I come to a close and summarize some of the teaching points. What is required to perform a miracle? 1) We are commissioned to do the works of Jesus and even greater ones. 2) Miracles are evidence of power which force a decision for Jesus and are therefore resented by many. 3) Sometimes Jesus delays miracles to bring greater glory to God. Lazarus had to die for the greater miracle of his resurrection. 4) Jesus said: “The sickness of Lazarus is for God’s glory so that God’s Son may be glorified through it.” 5) Jesus required faith for the miracle. He commanded the people to move the stone from the grave (after four days) and met Martha’s objection with the wordsHeHHehE

: “Did I not tell you that if you believed, you would see the glory of God?” 6) Compassion with tears and righteous indignation release the power of God. 7) As a kingdom of priests, we pray and speak the word of authority.

I may add that Jesus performed the miracle to bring glory to God and himself. Therefore, he did not encourage any worship of the miracle. He told the people after they had received Lazarus back – John 11:44: “ ... Take off the grave clothes and let him go.” Let him go – let the miracle go – and listen to Jesus.

There’s much for us to learn but the good news is that God wants the miracles to happen – by his power – to his glory. Therefore – dream about the impossible. He builds your faith. He makes his compassion overflow in your heart and his anger at evil. He listens to your prayer and he backs up the word of authority that you speak in his name. Miracles happen by faith, compassion and righteous indignation, prayer and words of authority. Do them for him. Amen.

 



[1] John 5:8-9: “Then Jesus said to him: ‘Get up!

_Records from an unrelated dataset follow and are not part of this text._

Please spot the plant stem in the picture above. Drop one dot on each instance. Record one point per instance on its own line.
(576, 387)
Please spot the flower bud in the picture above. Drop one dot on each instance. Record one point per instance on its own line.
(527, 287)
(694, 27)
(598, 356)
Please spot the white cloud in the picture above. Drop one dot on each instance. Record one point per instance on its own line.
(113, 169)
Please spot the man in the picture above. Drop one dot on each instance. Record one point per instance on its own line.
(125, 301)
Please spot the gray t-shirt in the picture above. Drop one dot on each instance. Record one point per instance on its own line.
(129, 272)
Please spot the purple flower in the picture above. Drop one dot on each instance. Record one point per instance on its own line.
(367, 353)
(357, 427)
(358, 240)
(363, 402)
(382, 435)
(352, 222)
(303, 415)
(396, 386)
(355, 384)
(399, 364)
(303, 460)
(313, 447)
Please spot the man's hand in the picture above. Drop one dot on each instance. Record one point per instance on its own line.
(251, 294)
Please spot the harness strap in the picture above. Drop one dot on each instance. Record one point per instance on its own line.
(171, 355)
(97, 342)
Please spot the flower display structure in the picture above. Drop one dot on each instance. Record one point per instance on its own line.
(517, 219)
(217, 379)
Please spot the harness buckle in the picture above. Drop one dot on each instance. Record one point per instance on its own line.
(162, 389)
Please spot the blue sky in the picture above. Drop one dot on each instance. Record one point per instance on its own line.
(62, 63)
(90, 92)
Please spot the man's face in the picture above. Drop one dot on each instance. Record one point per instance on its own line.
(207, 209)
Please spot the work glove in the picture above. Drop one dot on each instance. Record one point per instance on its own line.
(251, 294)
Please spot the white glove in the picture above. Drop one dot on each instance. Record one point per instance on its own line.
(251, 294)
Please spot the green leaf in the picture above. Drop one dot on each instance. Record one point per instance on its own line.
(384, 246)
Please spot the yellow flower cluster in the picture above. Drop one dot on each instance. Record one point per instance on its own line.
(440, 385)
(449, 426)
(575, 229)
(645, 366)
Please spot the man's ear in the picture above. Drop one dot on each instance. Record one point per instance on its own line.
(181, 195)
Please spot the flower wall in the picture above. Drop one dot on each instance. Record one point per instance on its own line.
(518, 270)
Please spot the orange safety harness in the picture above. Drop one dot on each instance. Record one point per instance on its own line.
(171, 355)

Pick up your mat and walk.’ At once the man was cured; he picked up his mat and walked.”

[2] See also Acts 19:11-12: “God did extraordinary miracles through Paul, so that even handkerchiefs and aprons that had touched him were taken to the sick and their illnesses were cured and the evil spirits left them.”



[1]   http://www.letusreason.org/pent33.htm: Kenneth Hagin tells a series of incredible tales about unusual healings he has done when “peculiar anointings” have been manifest in his ministry: Several times the anointing has come on me to do unusual things while praying for the sick. Sometimes I go along five or six years between times. The first time it happened to me was in 1950. 1 was preaching in Oklahoma. A woman came forward for prayer. She said she was 72, but she looked like she was about to give birth to a baby. Of course, she had a tumour. I started to lay hands on her to pray when the Word of the Lord came to me, saying, “Hit her in the stomach with your fist.” On the inside of me, I said, “Lord, You’re going to get me in trouble, going around hitting women in the stomach with my fist! I don’t believe I much want to do that!” Well, if you get to arguing about it, the anointing will leave you-it will lift from you just like a bird flying away after sitting on your shoulder. It left me. When it left me I thought, Well, I’ll go ahead and minister with laying on of hands. I laid hands on her again and the anointing came again and the Word of the Lord came again: “Hit her in the stomach with your fist.” The Lord is saying to Hagin not to pray, but to punch!

I decided I had better stop and explain that to the crowd before I started doing it. So I told them what the Lord said, and I punched her in the stomach with my fist. And God and hundreds of people are my witnesses that that stomach went down like you’d stuck a pin in a balloon. (Hagin, Understanding the Anointing, 114-115).

Hagin tells of another man he was told to hit in the head and a young female college student he hit in the kidney. (Hagin, Understanding the Anointing p.116-117) … Rodney Browne also has a story of him slapping a deaf person so hard the person fell flat on the floor. And it worked! The deaf person got up totally healed.(Flowing in the Holy Ghost p.53, R.H.B quoted in counterfeit Revival H. Hanegraaff).